しばらく修行道のような急な階段を登ると岩穴が二つ空いている。その岩陰を岩屋としており、岩屋内には二体の石仏が安置され、花が手向けられている。

これって珍しくない?めっちゃ好きだった

司馬遼太郎が好んだ山寺で、アニメ「もののけ姫」のタイトルもこの森から生まれたといわれているらしい。

 

余談だが、この賀茂川の水源を辿るという行為、似たようなことを神様もしている。

上賀茂神社の祭神賀茂別雷神の母親であり賀茂一族の一人、玉依姫命にまつわる話だ。

玉依姫命は水源を求めて賀茂川をさかのぼり、上流にある貴船川をさらに登り、今でいう貴船神社のあるあたりに祠を立てたそう。
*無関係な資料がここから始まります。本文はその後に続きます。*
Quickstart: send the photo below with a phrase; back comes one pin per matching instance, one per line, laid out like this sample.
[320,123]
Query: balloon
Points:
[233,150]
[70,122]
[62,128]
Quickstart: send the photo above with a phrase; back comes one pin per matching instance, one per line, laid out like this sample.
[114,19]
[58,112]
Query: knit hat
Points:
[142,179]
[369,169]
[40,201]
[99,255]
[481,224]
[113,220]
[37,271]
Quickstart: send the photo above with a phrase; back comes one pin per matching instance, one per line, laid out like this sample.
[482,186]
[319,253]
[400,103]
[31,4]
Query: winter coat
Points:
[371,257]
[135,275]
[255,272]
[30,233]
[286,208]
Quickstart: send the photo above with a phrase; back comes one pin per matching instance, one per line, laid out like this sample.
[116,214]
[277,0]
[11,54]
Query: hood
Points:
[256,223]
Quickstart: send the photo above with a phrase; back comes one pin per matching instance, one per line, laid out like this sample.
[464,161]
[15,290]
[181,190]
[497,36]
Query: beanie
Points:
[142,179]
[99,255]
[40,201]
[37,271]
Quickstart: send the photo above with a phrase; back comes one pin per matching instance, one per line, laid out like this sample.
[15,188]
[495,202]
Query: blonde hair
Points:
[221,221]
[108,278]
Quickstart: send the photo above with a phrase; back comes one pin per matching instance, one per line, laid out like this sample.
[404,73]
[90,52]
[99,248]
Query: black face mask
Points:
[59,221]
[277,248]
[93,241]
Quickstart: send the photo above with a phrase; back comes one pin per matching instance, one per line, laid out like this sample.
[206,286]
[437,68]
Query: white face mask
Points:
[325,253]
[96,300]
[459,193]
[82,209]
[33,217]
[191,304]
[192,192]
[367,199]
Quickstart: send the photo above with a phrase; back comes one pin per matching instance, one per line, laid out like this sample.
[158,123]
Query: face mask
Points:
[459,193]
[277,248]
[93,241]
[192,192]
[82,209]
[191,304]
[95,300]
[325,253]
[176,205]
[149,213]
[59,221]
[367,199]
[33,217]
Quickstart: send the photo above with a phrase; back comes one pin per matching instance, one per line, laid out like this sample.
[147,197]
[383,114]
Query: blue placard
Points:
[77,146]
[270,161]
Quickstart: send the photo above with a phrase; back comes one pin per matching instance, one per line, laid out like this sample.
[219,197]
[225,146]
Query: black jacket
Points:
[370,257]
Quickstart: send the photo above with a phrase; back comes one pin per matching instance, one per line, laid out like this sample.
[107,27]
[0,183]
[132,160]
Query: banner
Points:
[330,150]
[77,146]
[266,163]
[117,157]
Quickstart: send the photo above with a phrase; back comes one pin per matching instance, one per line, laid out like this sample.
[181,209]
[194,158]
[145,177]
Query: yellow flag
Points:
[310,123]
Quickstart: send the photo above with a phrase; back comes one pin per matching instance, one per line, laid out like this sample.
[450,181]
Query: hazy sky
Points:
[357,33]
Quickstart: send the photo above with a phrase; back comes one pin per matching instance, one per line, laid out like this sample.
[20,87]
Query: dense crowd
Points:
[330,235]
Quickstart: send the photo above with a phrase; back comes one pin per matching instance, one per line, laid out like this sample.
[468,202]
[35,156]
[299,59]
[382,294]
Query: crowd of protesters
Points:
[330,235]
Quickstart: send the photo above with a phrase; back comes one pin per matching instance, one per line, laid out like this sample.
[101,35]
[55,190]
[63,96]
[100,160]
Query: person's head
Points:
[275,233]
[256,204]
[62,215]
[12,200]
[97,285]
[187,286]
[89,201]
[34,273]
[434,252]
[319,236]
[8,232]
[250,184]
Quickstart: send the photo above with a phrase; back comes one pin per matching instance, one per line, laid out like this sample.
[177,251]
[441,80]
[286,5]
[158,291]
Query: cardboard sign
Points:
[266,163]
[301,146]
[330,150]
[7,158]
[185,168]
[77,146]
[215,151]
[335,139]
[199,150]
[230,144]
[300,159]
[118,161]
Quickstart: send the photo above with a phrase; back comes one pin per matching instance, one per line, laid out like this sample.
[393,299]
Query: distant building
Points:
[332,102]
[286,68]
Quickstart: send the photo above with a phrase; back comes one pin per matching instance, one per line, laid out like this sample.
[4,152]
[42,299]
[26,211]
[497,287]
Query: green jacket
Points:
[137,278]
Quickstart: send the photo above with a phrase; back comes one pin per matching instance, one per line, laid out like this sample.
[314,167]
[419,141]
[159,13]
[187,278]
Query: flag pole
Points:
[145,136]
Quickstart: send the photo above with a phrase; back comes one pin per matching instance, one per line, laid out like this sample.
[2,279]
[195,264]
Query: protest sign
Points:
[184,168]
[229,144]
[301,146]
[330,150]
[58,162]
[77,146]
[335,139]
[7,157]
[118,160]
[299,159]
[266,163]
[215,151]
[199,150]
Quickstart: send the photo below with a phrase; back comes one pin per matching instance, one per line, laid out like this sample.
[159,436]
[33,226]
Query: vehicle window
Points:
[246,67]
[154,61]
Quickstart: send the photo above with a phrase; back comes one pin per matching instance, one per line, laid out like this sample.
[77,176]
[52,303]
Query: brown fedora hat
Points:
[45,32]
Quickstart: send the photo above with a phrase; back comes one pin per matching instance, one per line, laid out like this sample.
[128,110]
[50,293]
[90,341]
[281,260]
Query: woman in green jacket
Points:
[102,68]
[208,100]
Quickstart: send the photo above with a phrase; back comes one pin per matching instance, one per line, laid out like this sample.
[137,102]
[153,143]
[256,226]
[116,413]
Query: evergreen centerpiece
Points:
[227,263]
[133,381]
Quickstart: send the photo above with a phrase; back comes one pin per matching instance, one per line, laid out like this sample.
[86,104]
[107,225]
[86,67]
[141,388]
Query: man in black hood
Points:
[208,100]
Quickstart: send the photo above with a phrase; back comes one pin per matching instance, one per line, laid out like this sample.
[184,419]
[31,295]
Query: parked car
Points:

これが貴船神社の起源で、この「きふね」という名前も玉依姫命が乗っていた黄色の船、「黄船」からついたらしい。

おもしろい!

 

賀茂川の水源を辿ったあと、賀茂大橋の上に立って左側から流れてくる賀茂川を見てみて欲しい。

この水が流れてくる源、雲ヶ畑志明院まで(脳裏に)見えるはずだ。

 

そういえば、

 

バショウカジキよりも新幹線よりもロケットよりも光よりも早いものは、人間の想像力だ

 

って小さい頃絵本で読んだのを思い出した。